The Counties Manukau DHB reports a population that’s 15.7% Māori and 21.1% Pacific; both higher than the national average. “Māori have 2.5 times greater odds of being hospitalised following Covid-19 infection than non-Māori, non-Pacific people, after controlling for other factors,” Jones said. “Pacific people have three times greater odds.”
Turner said vaccination plans need to be flexible. “There are two different issues around the vaccination plan: one is protecting those who are at highest risk, and the other is protecting those who are more likely to be in contact with Covid-19. They’re two different strategies, and I think New Zealand needs a bit of both.
“Who are our people who need to be protected most urgently, and on the other side where are we more likely to see Covid-19?”
Auckland in general is at greater risk than other parts of the country, but the more than 450,000 people living in South Auckland have that risk heightened not just by proximity to the border. There are also social and economic problems that make fighting Covid-19 more difficult.
“There is a higher incidence of risk factors for spread of infectious diseases, including social deprivation and household crowding,” said Jones. “In addition, because of poorer access to health care in some communities, there is a higher likelihood of undetected outbreaks that could lead to large numbers of people being exposed to the virus.”
“It is a bit worrying,” said Turner of the recent cluster. “But we’re not out of control. We don’t have widespread transmission like in other countries. We have to calm down a bit.”

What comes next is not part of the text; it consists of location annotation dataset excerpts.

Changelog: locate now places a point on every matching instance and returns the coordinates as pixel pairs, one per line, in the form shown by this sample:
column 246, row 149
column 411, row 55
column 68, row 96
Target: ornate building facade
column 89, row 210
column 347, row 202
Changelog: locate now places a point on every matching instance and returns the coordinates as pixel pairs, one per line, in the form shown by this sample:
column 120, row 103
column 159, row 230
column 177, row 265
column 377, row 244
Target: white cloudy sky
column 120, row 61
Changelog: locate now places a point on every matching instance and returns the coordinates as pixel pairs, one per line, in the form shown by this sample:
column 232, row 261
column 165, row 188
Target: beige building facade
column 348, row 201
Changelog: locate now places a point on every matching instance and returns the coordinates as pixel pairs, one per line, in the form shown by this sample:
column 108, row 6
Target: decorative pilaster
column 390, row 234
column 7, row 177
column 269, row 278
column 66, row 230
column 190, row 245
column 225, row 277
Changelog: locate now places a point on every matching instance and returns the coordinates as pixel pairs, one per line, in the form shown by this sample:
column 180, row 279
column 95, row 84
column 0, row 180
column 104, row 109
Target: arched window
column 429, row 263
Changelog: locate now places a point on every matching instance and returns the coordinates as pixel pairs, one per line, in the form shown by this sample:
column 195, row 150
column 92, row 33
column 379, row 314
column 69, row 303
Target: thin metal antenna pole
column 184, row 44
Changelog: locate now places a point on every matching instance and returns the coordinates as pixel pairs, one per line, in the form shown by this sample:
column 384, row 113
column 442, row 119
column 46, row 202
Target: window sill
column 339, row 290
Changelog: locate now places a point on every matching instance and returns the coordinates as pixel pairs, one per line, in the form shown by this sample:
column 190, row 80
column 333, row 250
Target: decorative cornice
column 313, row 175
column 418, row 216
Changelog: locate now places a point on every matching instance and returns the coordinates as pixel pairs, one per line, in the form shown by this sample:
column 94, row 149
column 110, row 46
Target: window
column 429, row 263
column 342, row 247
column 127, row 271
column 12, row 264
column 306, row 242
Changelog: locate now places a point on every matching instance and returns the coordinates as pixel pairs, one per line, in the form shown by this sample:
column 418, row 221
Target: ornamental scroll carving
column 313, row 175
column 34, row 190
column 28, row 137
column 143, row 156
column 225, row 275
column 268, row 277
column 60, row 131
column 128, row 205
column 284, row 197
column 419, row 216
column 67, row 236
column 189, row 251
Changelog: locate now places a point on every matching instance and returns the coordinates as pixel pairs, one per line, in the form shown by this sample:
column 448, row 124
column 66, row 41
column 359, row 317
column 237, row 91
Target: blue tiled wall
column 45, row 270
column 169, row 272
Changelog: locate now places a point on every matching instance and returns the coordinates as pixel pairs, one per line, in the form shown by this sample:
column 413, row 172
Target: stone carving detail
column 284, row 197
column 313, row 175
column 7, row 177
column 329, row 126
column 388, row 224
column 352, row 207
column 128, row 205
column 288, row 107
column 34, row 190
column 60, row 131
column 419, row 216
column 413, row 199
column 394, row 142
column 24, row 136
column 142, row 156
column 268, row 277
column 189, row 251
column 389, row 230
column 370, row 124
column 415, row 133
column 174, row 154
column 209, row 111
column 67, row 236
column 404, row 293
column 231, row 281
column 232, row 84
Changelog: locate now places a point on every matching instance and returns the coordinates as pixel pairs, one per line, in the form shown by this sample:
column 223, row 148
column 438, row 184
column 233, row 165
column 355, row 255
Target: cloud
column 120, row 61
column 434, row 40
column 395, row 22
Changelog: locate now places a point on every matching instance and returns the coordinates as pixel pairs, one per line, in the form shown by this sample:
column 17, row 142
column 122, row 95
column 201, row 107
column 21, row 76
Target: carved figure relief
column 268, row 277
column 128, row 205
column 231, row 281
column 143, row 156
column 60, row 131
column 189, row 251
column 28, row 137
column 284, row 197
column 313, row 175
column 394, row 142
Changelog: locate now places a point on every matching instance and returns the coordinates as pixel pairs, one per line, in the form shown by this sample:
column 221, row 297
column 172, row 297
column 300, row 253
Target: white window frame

On Sunday’s Q+A, National Party leader Judith Collins said she supported prioritising vaccinations in South Auckland. “We need to understand that without judging where people live or who works where, it is clear we have higher density homes in parts of South Auckland in particular,” she said. “We also have a lot of people in South Auckland who work in border facilities, rest homes and elsewhere. We need to be realistic here and we need to say South Auckland does need something special, and that happens to be vaccinations. And then we can roll out around the rest of the country.”
Auckland councillor Efeso Collins has also been outspoken in his support for a South Auckland vaccine roll out, prompting some to call for his excommunication from his church.